Question

A mercury arc lamp provides $0.1\text{Watt}$ of ultra-violet radiation at a wavelength of $\lambda =2537\stackrel{\circ }{A}$ only. The photo tube (cathode of photo electric device) consists of potassium and has an effective area of $4c{m}^2$. The cathode is located at a distance of $1\text{m}$ from the radiation source. The work function for potassium is ${\varphi }_0=2.2eV$.

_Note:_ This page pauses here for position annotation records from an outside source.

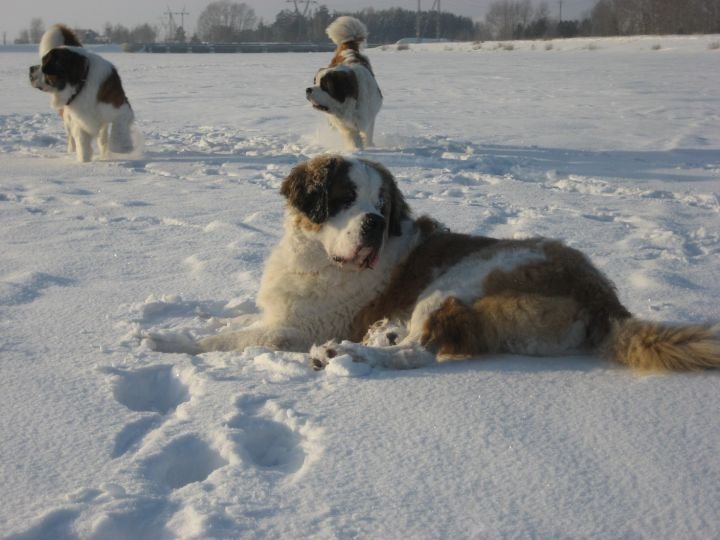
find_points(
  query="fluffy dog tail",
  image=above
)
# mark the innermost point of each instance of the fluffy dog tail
(651, 346)
(57, 36)
(347, 29)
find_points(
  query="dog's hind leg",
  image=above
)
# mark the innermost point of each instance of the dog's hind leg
(103, 140)
(405, 356)
(120, 133)
(67, 122)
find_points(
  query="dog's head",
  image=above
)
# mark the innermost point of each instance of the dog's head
(61, 68)
(334, 89)
(351, 206)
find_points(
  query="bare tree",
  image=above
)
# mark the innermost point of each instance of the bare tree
(224, 21)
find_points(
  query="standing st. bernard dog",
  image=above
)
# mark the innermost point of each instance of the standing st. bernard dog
(57, 35)
(87, 87)
(347, 90)
(353, 264)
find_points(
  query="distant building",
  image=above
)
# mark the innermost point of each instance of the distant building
(90, 37)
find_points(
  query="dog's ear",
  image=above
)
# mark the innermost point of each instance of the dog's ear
(65, 63)
(50, 63)
(306, 187)
(396, 209)
(340, 84)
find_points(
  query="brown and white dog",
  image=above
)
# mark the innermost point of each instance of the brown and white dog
(347, 90)
(57, 35)
(353, 264)
(88, 89)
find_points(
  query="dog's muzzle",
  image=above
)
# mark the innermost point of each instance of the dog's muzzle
(36, 76)
(316, 105)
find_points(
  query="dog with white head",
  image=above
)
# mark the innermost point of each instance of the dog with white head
(347, 90)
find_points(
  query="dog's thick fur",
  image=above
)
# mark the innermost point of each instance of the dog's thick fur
(88, 91)
(353, 264)
(347, 90)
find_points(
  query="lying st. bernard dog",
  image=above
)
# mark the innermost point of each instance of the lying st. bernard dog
(353, 264)
(55, 36)
(87, 87)
(347, 90)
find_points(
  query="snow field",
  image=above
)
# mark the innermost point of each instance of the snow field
(613, 148)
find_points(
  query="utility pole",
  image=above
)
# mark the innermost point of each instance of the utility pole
(182, 17)
(171, 25)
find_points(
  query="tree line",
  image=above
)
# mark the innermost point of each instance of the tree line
(226, 21)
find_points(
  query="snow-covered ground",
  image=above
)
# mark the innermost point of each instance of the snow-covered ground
(611, 144)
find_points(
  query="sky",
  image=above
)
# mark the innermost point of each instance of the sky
(95, 13)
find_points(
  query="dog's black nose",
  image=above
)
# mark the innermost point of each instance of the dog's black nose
(372, 228)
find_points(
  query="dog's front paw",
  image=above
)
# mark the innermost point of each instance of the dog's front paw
(385, 333)
(345, 359)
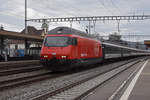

According to classical theory, the radiation from arc lamp spreads out uniformly in space as spherical wave. What time of exposure to the radiation should be required for a potassium atom $\left(\text{radius}2\stackrel{\circ }{A}\right)$ in the cathode to accumulate sufficient energy to eject a photoelectron?

• A. $352\text{s}$
• B. $176\text{s}$
• C. $704\text{s}$
• D. No time lag

Answer 1

The correct option is A $352\text{s}$

Given that
$P=0.1\text{W}$
Consider an imaginary sphere at of radius $1m$ over the source because it is producing spherical wave and let the potassium atom be touching the sphere.
So Power effective at $1m$ transfered to potassium atom will be
$P_{eff}=\frac{P}{4\pi r_s^2}\times \pi r_A^2\text{where}\pi r_A^2\text{is the area of potassium atom}$
Given that work function $\varphi =2.2\text{eV}=2.2\times 1.6\times {10}^{-19}\text{J}$
So
$\Delta t=\frac{\varphi }{P_{eff}}=\frac{2.2\times 1.6\times {10}^{-19}}{\frac{P}{4\pi r_s^2}\times \pi r_A^2}$
Putting values and solving we get
$\Delta t=352s$